Fripp & Eno (No Pussyfooting) is a 1973 album by the British musicians Robert Fripp and Brian Eno.
The title refers to their quick and spontaneous methods of creating music; each piece is an improvisation, recorded directly to tape as it was created, without further overdubs. This was the first collaboration between these two musicians. It could be considered an album of Ambient music, although its recording pre-dates Eno's coining of the term.
Each side of the original vinyl album was taken up with a single piece of music.
On side A, "The Heavenly Music Corporation" the sole sound source is Fripp's electric guitar, played through a tape loop system devised by Eno. This involves a re-circulating tape loop, onto which Eno would send selected portions of Fripp's output signal. Once thus captured, these musical phrases would continue to playback in a loop, while Fripp played further material over the top. By selectively enabling or disabling the record and erase modes on the system, Eno could remove portions of the loop, or add further new layers on top of the existing material. The result is a dense, multi-layered piece of ambient drone music. Fripp described the experience of improvising over the tape loops as akin to "trying to steer a battleship".

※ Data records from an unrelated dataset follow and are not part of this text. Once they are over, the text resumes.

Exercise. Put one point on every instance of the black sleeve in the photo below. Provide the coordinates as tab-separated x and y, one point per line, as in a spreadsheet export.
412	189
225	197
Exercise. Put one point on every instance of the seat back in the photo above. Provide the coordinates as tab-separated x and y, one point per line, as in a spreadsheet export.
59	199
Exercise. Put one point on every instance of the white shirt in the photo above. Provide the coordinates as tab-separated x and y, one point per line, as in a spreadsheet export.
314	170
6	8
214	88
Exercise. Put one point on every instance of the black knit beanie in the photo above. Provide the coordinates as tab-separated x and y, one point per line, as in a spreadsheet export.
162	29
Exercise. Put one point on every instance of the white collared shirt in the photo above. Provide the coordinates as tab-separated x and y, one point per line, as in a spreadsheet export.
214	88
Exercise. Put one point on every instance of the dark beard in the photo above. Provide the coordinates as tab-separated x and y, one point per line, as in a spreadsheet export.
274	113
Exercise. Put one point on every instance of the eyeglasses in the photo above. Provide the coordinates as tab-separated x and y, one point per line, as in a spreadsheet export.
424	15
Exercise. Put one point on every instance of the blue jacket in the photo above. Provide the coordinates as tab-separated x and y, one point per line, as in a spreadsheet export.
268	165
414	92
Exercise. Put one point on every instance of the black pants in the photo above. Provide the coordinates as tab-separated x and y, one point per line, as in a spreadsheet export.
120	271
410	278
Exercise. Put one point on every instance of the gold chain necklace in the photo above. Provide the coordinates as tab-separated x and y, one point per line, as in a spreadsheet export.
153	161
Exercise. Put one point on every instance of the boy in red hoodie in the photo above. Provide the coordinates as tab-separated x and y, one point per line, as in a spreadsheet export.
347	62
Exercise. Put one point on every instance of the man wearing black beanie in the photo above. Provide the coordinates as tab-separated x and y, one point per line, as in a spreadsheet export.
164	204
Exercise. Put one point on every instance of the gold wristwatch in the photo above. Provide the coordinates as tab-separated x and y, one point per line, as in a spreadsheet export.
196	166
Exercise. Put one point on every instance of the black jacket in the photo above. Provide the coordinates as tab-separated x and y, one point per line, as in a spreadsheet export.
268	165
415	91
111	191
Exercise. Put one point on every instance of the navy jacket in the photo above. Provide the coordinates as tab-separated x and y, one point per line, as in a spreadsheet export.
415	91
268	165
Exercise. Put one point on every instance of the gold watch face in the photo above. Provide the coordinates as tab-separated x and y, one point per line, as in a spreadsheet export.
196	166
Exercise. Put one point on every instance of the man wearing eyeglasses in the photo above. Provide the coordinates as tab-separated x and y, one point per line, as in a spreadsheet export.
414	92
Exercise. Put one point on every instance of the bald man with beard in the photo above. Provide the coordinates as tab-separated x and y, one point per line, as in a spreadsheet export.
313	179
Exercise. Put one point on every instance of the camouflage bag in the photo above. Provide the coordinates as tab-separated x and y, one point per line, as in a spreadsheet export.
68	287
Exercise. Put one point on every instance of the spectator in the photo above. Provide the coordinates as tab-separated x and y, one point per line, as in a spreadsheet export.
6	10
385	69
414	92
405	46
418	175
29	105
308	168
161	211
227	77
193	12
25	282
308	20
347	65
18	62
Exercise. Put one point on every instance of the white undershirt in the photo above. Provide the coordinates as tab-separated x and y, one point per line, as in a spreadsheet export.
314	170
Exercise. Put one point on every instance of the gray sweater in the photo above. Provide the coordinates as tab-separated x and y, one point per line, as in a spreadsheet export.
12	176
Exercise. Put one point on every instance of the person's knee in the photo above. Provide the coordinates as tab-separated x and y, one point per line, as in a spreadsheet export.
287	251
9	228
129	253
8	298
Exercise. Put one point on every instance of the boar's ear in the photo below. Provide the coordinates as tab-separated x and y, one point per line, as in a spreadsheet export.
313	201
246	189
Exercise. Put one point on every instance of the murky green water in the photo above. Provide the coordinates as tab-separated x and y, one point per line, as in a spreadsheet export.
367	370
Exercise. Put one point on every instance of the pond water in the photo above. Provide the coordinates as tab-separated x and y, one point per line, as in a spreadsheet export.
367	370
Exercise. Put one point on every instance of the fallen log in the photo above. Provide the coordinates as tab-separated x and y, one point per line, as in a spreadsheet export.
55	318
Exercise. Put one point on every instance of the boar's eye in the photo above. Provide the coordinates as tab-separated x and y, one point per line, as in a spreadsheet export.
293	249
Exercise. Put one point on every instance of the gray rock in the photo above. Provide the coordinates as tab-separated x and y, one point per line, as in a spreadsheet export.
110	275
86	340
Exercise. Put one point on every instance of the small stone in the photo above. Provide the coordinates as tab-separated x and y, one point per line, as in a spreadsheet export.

Side B consists of a piece called "Swastika Girls", named after a set of pornographic postcards that were lying around in the studio. This uses the same technique as "The Heavenly Music Corporation", but with the addition of a looped synthesizer sequence by Eno, using an EMS VCS 3.
Fripp and Eno used similar techniques that eventually became known as Frippertronics on their 1975 follow-up album, Evening Star.